Kriterien für den Erhalt der neuen Prämie:
– Die Prämie beläuft sich auf 50% des Kaufpreises ohne Mehrwertsteuer, bis maximal 600 Euro.
– Die Förderung kann für ein Fahrrad für Erwachsene, ein Kinderfahrrad (beides ohne Unterstützung) oder auch für ein Zweirad mit Tretkraftunterstützung bis zu max. 25 km/h beantragt werden. Sie umfasst neue Räder, die zwischen dem 11. Mai 2020 und dem 31. März 2021 gekauft wurden bzw. werden.
– Der Zuschuss kann „natürlichen Personen, die in Luxemburg wohnen, für ihren persönlichen Bedarf gewährt werden, unabhängig davon, ob es sich um einen Erwachsenen oder ein minderjähriges Kind handelt“, schreibt Guichet.lu.
– Innerhalb von fünf Jahren wird pro Person jeweils nur eine Prämie bewilligt.
– Die Beihilfeanträge müssen spätestens ein Jahr nach dem Erwerb des Fahrzeugs eingereicht werden.
– Die Förderung gilt nicht für Elektro-Tretroller, Hoverboards und Solowheels sowie alle anderen Fortbewegungsmittel für den urbanen Raum.
– Die Prämie von bis zu 600 Euro ist mit der Förderung für zulassungspflichtige Fahrzeuge (E-Autos) kombinierbar.
Zweite Prämie für Fahrräder und Pedelecs (Kaufdatum Januar 2019 bis Dezember 2020) weiterhin gültig
Für neue Fahrräder und Fahrräder mit Tretkraftunterstützung bis maximal 25 km/h, die zwischen dem 1. Januar 2019 und dem 31. Dezember 2020 gekauft wurden (Datum der Rechnung), können Privatpersonen eine Prämie von 25% der Fahrzeugkosten ohne Mehrwertsteuer, jedoch nicht mehr als 300 Euro beantragen.
Formulare
Um diese Prämien zu bekommen, müssen Privatpersonen bei der „Administration de l’environnement“ (Umweltamt) einen Antrag stellen.

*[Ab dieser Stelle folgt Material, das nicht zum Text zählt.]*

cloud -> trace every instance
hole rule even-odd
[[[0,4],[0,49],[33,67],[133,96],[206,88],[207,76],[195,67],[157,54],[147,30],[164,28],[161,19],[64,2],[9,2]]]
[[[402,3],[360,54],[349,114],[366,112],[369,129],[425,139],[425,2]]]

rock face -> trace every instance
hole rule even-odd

Dort sind neben persönlichen Angaben zum Käufer auch folgende Dinge anzugeben:
– Nummer und Datum der Rechnung;
– Fahrzeugtyp mit dem Hinweis „Fahrrad im Sinne der Straßenverkehrsordnung“ (cycle au sens du Code de la route) oder einen Beleg, dass das Fahrrad ohne Hilfsmotor bzw. dass das Fahrrad bis zu 25 km/h schnell und nicht mehr fährt;
– Kaufpreis ohne Mehrwertsteuer.
Alle Informationen sowie das Antragsformular für die Beihilfen gibt es hier: Guichet.lu -> „Bürger“ -> „Transport“ -> Individualverkehr -> Finanzielle Beihilfen für den Erwerb und das Halten von Kraftfahrzeugen -> Eine Prämie für den Kauf eines Pedelecs (≤ 25 km/h) oder eines Fahrrads beantragen
(Quelle: Guichet.lu/ds)
Mehr Informationen
Umweltamt – Zuschüsse und finanzielle Beihilfen
1, avenue du Rock’n’Roll
L-4361 Esch/Alzette
Tel.: (+352) 40 56 56-444
E-Mail: car-e@aev.etat.lu
(Leider war die Hotline während der Recherche zu diesem Artikel seit vergangenem Freitag nicht erreichbar. Ob am Morgen, am frühen Nachmittag oder abends um 18.28 Uhr, es hieß immer wieder, „alle unsere Mitarbeiter sind im Gespräch“.)